Voir passage équivalent dans De Veritate

Les passions peuvent avoir un double rapport avec le jugement de la raison. Dicendum quod passiones animae dupliciter se possunt habere ad iudicium rationis. 
1. Parfois elles le précèdent. Dans ce cas, elles obscurcissent (obnubilent) le jugement, duquel dépend la bonté de l'acte moral, et, par suite, elles diminuent la bonté de cet acte ; il est plus digne de louange d'accomplir une oeuvre de charité par jugement de raison que par la seule passion de pitié (misericordiae). Uno modo, antecedenter. Et sic, cum obnubilent iudicium rationis, ex quo dependet bonitas moralis actus, diminuunt actus bonitatem, laudabilius enim est quod ex iudicio rationis aliquis faciat opus caritatis, quam ex sola passione misericordiae.
2. D'autres fois, les passions sont consécutives au jugement. Ce peut être d'une double manière : Alio modo se habent consequenter. Et hoc dupliciter.
  • a) Par manière de rejaillissement (redundantiae) lorsque, la partie supérieure de l'âme est mue intensément vers une chose, la partie inférieure suit aussi son mouvement. Et ainsi la passion qui existe consécutivement [au jugement] dans l'appétit sensitif est un signe de l'intensité de la volonté.
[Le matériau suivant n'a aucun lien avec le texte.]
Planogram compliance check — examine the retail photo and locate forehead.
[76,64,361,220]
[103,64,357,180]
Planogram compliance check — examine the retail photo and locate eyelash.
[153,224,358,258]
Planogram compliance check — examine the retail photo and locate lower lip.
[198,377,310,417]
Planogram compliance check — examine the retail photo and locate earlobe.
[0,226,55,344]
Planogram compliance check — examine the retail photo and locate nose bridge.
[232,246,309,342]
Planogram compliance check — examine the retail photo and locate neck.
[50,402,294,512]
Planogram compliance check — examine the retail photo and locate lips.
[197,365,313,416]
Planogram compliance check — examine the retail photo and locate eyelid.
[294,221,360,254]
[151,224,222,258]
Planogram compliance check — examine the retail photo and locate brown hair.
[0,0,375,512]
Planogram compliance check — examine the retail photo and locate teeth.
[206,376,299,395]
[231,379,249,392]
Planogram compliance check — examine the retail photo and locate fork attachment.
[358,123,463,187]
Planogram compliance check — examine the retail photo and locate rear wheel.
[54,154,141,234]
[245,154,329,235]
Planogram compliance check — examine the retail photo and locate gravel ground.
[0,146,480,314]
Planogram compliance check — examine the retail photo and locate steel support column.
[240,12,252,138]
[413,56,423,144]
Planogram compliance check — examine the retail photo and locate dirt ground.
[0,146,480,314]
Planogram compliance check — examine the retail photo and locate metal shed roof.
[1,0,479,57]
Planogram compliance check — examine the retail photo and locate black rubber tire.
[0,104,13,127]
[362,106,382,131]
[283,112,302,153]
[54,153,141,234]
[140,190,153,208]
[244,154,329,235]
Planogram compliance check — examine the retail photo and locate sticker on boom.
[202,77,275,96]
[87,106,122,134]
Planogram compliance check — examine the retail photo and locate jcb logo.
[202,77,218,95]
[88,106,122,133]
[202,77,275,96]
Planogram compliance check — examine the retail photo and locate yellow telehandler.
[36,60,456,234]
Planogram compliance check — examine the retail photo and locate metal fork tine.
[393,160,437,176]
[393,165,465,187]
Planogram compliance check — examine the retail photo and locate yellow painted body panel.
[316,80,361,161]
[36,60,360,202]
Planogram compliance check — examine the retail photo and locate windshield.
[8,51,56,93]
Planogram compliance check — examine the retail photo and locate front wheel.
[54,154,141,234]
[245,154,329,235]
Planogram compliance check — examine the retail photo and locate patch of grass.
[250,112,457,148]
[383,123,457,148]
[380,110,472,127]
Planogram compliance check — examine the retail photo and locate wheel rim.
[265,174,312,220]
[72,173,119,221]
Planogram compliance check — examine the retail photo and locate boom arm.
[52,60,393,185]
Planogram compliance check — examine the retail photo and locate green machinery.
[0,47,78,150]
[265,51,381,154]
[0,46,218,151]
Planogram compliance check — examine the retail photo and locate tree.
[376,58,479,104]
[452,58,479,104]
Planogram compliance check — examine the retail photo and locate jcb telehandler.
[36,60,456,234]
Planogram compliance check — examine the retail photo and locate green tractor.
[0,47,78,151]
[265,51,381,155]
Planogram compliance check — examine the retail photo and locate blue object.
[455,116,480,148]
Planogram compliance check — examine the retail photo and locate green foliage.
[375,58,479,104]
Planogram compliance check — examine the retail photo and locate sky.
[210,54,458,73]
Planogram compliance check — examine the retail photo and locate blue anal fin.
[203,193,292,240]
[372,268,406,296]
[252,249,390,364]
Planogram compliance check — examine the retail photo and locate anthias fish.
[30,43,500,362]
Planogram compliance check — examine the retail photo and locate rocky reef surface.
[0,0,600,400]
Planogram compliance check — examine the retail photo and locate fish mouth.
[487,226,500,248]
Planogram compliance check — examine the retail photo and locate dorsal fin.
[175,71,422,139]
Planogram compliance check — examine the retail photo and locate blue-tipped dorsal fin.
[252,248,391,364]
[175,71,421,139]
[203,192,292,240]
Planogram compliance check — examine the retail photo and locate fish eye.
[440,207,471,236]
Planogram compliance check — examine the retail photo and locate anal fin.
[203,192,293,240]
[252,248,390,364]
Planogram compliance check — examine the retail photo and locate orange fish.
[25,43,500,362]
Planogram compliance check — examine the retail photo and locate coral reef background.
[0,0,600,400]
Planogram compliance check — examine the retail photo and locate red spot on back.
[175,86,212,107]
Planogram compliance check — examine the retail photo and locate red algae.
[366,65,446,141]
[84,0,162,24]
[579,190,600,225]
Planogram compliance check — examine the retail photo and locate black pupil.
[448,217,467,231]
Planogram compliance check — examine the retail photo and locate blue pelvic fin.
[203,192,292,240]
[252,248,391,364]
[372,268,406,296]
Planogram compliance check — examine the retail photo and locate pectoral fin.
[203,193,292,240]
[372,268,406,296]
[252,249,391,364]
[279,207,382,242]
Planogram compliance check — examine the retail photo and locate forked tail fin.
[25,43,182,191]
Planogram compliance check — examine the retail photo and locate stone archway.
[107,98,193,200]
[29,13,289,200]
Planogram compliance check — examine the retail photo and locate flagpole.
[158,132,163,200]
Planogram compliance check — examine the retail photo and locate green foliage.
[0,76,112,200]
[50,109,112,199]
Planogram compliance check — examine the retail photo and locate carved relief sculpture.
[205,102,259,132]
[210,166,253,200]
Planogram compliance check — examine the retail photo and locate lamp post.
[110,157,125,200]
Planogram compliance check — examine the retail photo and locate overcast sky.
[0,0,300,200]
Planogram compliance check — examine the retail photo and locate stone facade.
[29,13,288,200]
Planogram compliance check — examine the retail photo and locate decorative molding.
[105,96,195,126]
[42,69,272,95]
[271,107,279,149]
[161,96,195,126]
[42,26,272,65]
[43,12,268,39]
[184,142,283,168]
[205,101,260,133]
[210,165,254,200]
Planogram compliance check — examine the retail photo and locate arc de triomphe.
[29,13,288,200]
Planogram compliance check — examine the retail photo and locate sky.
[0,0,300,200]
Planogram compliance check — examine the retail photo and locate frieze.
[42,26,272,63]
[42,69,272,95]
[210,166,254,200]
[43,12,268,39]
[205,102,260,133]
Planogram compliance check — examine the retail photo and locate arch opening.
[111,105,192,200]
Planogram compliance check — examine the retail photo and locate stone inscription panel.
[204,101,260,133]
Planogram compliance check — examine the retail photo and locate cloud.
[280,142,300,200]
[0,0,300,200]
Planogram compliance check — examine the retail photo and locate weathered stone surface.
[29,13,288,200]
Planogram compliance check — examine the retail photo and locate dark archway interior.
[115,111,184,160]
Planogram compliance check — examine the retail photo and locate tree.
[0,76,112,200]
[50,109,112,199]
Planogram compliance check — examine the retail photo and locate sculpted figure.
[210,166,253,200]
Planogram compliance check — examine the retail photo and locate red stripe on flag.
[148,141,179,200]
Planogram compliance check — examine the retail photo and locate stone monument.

Et ainsi elle indique une bonté morale plus grande.
  • Uno modo, per modum redundantiae, quia scilicet, cum superior pars animae intense movetur in aliquid, sequitur motum eius etiam pars inferior. Et sic passio existens consequenter in appetitu sensitivo, est signum intensionis voluntatis. Et sic indicat bonitatem moralem maiorem. 
  • b) Par manière de choix : quand l'homme, par un jugement rationnel, choisit d'être affecté de telle passion afin d'agir plus vite (promptius), avec la coopération de l'appétit sensible. La passion ajoute alors à la bonté de l'acte.
Somme, I-II.q24a3ad1)
  • Alio modo, per modum electionis, quando scilicet homo ex iudicio rationis eligit affici aliqua passione, ut promptius operetur, cooperante appetitu sensitivo. Et sic passio animae addit ad bonitatem actionis.

 

Commentaires : 

  1. Redundantiae traduit par rejaillissement pourrait être aussi traduit par "surabondance", "excès" ou "débordement".
  2. A vérifier mais, a priori, grave erreur de traduction ("l'âme se portant intensément vers une chose") : pars animae intense movetur in aliquid: ici l'âme est mûe et non se meut, movetur est au présent passif, non actif, l'objet prime sur la possibilité volontariste de la raison. Ici, l'âme répond à une attraction. On n'est pas chez Duns Scot ! Même problème ici.
  3. La dernière partie est extraordinaire, le choix de se servir de la passion comme d'une monture pour aller plus vite. Quelle liberté ! On imagine très bien Thomas utilisant son amour passionné de la vérité pour donner plus d'allant à sa recherche concrète malgré la fatigue et autres obstacles.
  4. Promptius : ne veut pas dire immmédiatement "plus vite" mais davantage "plus facilement", en cela que la passion peut de nouveau rendre nos facultés spirituelles prêtes à être utilisées. Mais la traduction reste bonne, la passion habilement utilisée peut maintenir nos facultés éveillées, plus en acte. On est prêt à dégainer, on peut maintenir l'activité spirituelle plus longtemps. De même que Thomas reconnaîtra dans l'autre sens que la fatigue des faultés sensibles adjointes à l'activité contemplative ne permet pas de maintenir la contemplation indéfiniment.